Variety: Why do they write like that?

For instance:

http://www.variety.com/VR1117923851.html

I mean, I know they have to save space to run those big honking ads and all, but most of this slang (they even have a “slanguage” dictionary linked to their kooky “insider” terms) is just crap masquerading as jargon. You wouldn’t need a “slanguage” dictionary if you just used periods: “rep.” and “pres.” And “laffer” net? It’s the same freaking number of letters as “Comedy” for god’s sake. And do articles take up too much room? Try “The trip caused…”

Good lord. It’s like reading a zine put out by a bunch of 15-year-old hackers in leetspeak.

It’s a long tradition in Variety. From the start, they liked to use snappy jargon, and many of their coinages became a standard part of the language (e.g., show biz, blockbuster, blurb, the Coast, confab, fave, flop, hype, mogul, nix, passion pit, pinkslip, promo, sex appeal, sideman, sleeper, soap opera, toon, whodunit, etc.). It was a deliberate attempt to make people in show biz into an in-group, but it has enriched the language for nearly a century.

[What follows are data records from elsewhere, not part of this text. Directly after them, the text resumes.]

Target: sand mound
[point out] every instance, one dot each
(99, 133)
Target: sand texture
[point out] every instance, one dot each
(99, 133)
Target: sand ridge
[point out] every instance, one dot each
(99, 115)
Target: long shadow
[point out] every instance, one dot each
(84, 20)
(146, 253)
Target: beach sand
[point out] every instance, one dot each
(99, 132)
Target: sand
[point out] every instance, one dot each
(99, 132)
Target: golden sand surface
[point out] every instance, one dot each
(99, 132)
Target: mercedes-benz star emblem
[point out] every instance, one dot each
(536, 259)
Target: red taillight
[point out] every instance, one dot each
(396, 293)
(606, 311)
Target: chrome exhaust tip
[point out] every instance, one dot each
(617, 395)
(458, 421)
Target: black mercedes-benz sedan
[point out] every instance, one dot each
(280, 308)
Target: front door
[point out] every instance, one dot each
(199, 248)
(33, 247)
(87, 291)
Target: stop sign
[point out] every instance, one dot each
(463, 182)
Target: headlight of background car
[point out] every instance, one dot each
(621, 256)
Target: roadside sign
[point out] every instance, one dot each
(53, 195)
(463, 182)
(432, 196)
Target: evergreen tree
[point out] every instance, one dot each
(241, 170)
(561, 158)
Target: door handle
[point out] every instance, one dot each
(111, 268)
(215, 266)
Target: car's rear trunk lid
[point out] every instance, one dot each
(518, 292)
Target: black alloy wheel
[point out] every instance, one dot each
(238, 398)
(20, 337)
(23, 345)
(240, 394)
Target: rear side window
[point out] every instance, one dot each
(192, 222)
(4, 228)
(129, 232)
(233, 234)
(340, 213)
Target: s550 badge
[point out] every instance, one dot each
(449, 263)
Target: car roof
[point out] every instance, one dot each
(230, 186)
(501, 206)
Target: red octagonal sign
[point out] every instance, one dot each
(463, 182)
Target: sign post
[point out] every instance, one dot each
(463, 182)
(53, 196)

Don’t be so anal and enjoy watching the language evolve in front of your eyes.

I agree with Chuck. When you can write headlines like “Wall St. Lays an Egg” (for the stock market crash) and “Sticks Nix Hick Pix*” (for the failure of rural-themed movies) then I’ll give you a free hand to play with words.

But I guess I need a cite that Variety coined all of those words. I’m at least 99% sure that several of them - blurb, whodunit- have other sources, and I’m 90% sure that another half dozen do. Perhaps they popularized many, but coined?

  • I know many other variations of this headline exist, but this version came from a variety.com site and gives a July 17, 1935 date (earlier than the 1942 Yankee Doodle Dandy use) so I’m using it.

Wait a minute … Variety magazine invented the term “sex appeal”?! :eek:

It was from Variety’s website

Answered too fast. The link is http://www.variety.com/index.asp?layout=slanguage

I didn’t look up to see if the terms were all actually coined by Variety, but they were clearly popularized by it.

The OED does give first cite to Variety for “fave,” “show biz,” “confab” (reviving an word that hadn’t been used in 50 years), “nix” (second cite, actually, but 30 years after the first, so they probably revived it), and “The Coast” (by inference).

In addition, “Oater” is first cited from Time, which says that’s what “the trade” refered to a western – and “the trade” was Variety. The first cite for “biopic” refers to Variety coining it, and “payola” gives Variety as first cite.